Prayer practices keep God at the center of youth ministry. In the final analysis, youth ministry is not about organizing great events or even about attracting large numbers of youth to events that do not bring them closer to God. It is about learning what God is already doing in the world and joining in that ministry. It is about aligning our spirits with God’s Spirit so that youth and adults become more like Christ in their thoughts, desires, and actions.

In order to keep these prayer practices congruent with Mennonite faith and practice, two things are necessary. First, it is important to ensure that these experiences not become ends in themselves but lead to a deeper life of discipleship and faithfulness to God. Nurturing a vertical connection with God is primary for Christian spirituality. Without such an ongoing connection, the spirituality fostered might become anything but Christian, even to the extent that it remains essentially self-serving. Yet it is vital that a personal connection with God lead to a life of discipleship that includes ethical living, striving for peace and justice, reaching out to others with the gospel, and serving humanity.

Second, while there are personal dimensions to these prayer practices, all individualistic experiences must be balanced with communal sharing and discernment. Personal encounters with God and insights received during times of silence and meditation must be tested within the faith community: processed with other youth and adults who are also being attentive to the work of the Spirit in their lives.

In addition, all congregations need to remember that engaging youth in these prayer practices will be effective insofar as these practices are {25} part of the ongoing life and discipline of the entire congregation. Someone has said, “A dead hen does not hatch live chicks.” If adults who work with youth are not growing as a vibrant faith community, they will not be able to lead youth into a vibrant relationship with God.
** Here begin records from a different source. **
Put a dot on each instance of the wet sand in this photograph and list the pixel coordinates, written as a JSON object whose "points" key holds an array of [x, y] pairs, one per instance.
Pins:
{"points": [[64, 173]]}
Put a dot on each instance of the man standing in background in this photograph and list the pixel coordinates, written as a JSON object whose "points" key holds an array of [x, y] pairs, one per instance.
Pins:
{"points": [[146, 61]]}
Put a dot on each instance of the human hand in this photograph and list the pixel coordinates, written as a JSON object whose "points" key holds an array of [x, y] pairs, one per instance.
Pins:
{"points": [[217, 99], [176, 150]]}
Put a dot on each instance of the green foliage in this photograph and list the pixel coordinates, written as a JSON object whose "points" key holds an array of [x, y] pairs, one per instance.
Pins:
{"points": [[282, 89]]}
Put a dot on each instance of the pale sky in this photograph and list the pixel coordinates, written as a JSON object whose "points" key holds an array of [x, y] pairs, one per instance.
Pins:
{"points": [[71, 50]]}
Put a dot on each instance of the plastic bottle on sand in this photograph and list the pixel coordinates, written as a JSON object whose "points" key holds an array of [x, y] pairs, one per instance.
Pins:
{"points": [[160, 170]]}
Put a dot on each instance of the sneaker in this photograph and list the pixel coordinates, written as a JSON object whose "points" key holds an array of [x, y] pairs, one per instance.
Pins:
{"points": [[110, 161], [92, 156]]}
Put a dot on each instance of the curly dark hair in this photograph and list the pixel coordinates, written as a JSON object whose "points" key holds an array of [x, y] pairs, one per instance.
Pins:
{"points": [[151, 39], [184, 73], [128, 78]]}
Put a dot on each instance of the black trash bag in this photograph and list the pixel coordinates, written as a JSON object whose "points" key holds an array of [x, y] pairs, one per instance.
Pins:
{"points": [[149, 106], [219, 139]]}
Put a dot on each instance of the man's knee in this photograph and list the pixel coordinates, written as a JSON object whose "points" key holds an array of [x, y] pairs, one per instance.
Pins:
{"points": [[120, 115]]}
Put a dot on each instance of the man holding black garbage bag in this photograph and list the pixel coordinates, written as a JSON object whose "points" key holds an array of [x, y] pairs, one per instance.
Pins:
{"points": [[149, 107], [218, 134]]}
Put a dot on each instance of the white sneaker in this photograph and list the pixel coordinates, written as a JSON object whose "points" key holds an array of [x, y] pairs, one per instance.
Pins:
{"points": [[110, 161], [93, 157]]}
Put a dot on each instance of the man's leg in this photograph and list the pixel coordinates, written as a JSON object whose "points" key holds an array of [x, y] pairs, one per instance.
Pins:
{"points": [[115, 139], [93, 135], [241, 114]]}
However, when youth and adults together remain focused on God and are nurtured by God’s Spirit and encouraged by one another, lives will be transformed in ways we may not expect or imagine.


  1. The Prayer Path: A Christ-Centered Labyrinth Experience (Loveland, CO: Group, 2001).
  2. Ibid., Leaders’ Guide, 12.
  3. Reginald W. Bibby, Canada’s Teens: Today, Yesterday and Tomorrow (Toronto, ON: Stoddart, 2001), 195.
  4. Ibid., 118.
  5. Mark Yaconelli, “Youth Ministry: A Contemplative Approach,” Christian Century, 21-28 April 1999, 451-52.
  6. Mark Yaconelli, “Ancient-Future Youth Ministry,” Group 25 (July/August 1999): 37-38.
  7. Peter C. Erb, “Anabaptist Spirituality,” in Protestant Spiritual Traditions, ed. Frank C. Senn (New York: Paulist, 1986), 50-51.
  8. Leo Driedger and Abe Bergen, “Roots and Wings: The Emergence of Mennonite Teens,” Journal of Mennonite Studies 13 (1995): 157.
Abram Bergen is Assistant Professor of Practical Theology at Canadian Mennonite University, Winnipeg, Manitoba, and teaches youth ministry courses there. For the past eleven years he has been involved in youth ministry for the General Conference Mennonite Church.